More

ankitnayan · on Feb 9, 2021

Nothing wrong there. If enough users want, we can add clickhouse also

ankitnayan · on Feb 9, 2021

Correct, Ideally monitoring stack should be outside the blast radius of other applications. Will handling another Kafka cluster (probably smaller than business Kafka) be a pain for the team given the team already knows managing one business Kafka. What do you think?

ankitnayan · on Feb 9, 2021

Grafana, for long, has been used to monitor time-series data and recently has been moving towards observability (including traces and logs). We are different in quite a few fronts.

1. There are specific observabilty specific UI widgets like serviceMap, SLOs and error budgets, I don't know whether Grafana provides it now. Also, last I used Grafana, linking and moving from one dashboard to another is still a pain. You can get a better idea of how different observability UI can get from Grafana by looking into LightStep demo.
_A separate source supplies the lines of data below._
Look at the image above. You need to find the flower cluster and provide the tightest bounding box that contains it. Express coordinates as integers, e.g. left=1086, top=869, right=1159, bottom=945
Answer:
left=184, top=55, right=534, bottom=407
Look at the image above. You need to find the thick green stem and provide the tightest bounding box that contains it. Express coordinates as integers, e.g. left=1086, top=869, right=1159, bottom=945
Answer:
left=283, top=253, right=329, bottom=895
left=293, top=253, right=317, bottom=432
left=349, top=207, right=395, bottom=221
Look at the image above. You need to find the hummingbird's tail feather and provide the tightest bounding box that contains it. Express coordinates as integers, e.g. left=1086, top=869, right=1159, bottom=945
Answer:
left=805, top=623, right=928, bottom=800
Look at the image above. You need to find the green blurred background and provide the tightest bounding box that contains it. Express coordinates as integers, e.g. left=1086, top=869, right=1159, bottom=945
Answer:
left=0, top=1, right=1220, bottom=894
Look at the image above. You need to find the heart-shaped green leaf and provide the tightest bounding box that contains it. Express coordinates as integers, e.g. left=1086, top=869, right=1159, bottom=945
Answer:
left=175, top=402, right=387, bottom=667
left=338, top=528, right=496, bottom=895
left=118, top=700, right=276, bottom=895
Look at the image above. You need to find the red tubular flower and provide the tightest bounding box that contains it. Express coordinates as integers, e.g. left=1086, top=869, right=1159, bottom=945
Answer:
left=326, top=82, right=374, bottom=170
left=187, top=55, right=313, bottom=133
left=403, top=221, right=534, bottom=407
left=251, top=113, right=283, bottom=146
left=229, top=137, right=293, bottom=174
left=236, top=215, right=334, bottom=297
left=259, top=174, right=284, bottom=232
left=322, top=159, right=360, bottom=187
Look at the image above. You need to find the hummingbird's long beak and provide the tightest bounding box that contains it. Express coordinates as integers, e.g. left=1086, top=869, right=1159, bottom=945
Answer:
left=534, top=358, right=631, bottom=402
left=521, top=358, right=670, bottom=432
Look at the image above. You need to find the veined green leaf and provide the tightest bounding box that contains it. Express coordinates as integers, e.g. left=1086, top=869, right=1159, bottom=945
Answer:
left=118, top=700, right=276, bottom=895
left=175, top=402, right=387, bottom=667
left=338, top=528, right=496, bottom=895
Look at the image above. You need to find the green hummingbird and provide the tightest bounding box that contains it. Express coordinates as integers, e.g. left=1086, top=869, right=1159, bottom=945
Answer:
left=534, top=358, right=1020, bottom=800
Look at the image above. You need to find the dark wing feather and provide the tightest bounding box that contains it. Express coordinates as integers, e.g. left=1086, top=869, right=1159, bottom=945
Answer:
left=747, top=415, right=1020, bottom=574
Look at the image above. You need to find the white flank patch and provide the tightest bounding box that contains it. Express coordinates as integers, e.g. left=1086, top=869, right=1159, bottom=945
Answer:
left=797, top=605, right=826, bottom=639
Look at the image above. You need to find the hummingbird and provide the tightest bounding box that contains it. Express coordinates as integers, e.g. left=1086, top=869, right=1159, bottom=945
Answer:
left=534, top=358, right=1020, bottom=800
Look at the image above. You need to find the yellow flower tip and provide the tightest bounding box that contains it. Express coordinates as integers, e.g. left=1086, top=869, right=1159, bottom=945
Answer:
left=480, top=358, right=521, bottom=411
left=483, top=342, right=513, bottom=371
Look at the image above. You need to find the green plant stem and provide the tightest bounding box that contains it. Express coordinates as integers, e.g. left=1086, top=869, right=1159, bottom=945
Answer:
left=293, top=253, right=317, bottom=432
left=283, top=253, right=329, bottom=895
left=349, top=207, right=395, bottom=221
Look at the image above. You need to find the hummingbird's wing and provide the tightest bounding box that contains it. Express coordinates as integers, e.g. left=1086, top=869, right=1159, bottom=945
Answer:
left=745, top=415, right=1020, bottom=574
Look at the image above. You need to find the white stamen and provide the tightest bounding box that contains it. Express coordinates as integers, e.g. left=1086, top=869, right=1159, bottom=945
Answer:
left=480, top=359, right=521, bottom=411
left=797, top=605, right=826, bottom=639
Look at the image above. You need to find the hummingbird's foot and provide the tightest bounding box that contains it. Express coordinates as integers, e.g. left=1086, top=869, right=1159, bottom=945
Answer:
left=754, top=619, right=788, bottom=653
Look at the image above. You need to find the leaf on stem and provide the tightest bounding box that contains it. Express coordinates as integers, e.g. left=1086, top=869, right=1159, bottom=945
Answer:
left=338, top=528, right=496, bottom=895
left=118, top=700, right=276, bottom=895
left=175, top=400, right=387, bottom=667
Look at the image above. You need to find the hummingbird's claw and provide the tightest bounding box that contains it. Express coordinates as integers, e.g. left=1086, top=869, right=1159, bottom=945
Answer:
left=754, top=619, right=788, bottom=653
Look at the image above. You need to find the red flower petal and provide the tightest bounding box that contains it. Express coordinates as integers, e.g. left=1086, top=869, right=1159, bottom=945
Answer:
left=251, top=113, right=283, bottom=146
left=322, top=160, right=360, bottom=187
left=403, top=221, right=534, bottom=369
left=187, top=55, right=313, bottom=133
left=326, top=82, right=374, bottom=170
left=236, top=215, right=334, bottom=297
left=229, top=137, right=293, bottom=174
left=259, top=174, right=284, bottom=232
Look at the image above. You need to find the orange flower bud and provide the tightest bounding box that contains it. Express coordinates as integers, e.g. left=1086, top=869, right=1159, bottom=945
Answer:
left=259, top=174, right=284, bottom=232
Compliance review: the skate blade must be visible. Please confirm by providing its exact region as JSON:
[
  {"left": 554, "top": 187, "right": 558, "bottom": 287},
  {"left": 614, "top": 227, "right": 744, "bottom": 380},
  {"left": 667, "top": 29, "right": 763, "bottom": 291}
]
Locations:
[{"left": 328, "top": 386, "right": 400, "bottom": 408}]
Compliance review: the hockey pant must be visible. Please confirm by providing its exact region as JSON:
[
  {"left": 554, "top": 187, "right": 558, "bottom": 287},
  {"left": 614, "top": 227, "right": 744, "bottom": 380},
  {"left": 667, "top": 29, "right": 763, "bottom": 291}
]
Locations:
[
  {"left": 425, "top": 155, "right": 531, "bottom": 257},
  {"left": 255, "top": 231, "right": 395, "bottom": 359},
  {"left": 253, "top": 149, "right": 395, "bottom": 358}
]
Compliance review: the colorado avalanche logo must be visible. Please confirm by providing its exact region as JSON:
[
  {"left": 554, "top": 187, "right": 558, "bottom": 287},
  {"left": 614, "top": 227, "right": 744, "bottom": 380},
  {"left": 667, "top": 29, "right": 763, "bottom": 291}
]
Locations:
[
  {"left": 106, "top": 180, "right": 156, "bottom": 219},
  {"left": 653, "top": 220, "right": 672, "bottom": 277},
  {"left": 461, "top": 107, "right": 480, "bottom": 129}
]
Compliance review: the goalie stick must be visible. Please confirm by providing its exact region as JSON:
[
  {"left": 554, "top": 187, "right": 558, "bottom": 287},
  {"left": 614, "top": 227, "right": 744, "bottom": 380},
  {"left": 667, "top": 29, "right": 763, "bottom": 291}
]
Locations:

2. We can run aggregated on filtered traces. Eg, I can get 99th percentile response time of a tag say payment_channel. am afraid this can be extracted from traces by Grafana.

3. SigNoz is easily extendible by adding your stream processing application to slice n dice data in your own way

ankitnayan · on Feb 9, 2021

I completely agree with you. For companies not already using Kafka, this will ask for a big commitment to self-host Kafka.

You mentioned a great approach. Queueing system as a plugin. Thanks

ankitnayan · on Feb 9, 2021

Great point. To start off we shall provide different hardware configs like micro, small, medium, large, xlarge with the scale that they can handle.

We soon plan to emit metrics from different components of SigNoz and setup autoscaling of different components. Druid has already put some thought in autoscaling. Checkout https://druid.apache.org/docs/latest/configuration/index.htm... and https://www.adaltas.com/en/2019/07/16/auto-scaling-druid-wit...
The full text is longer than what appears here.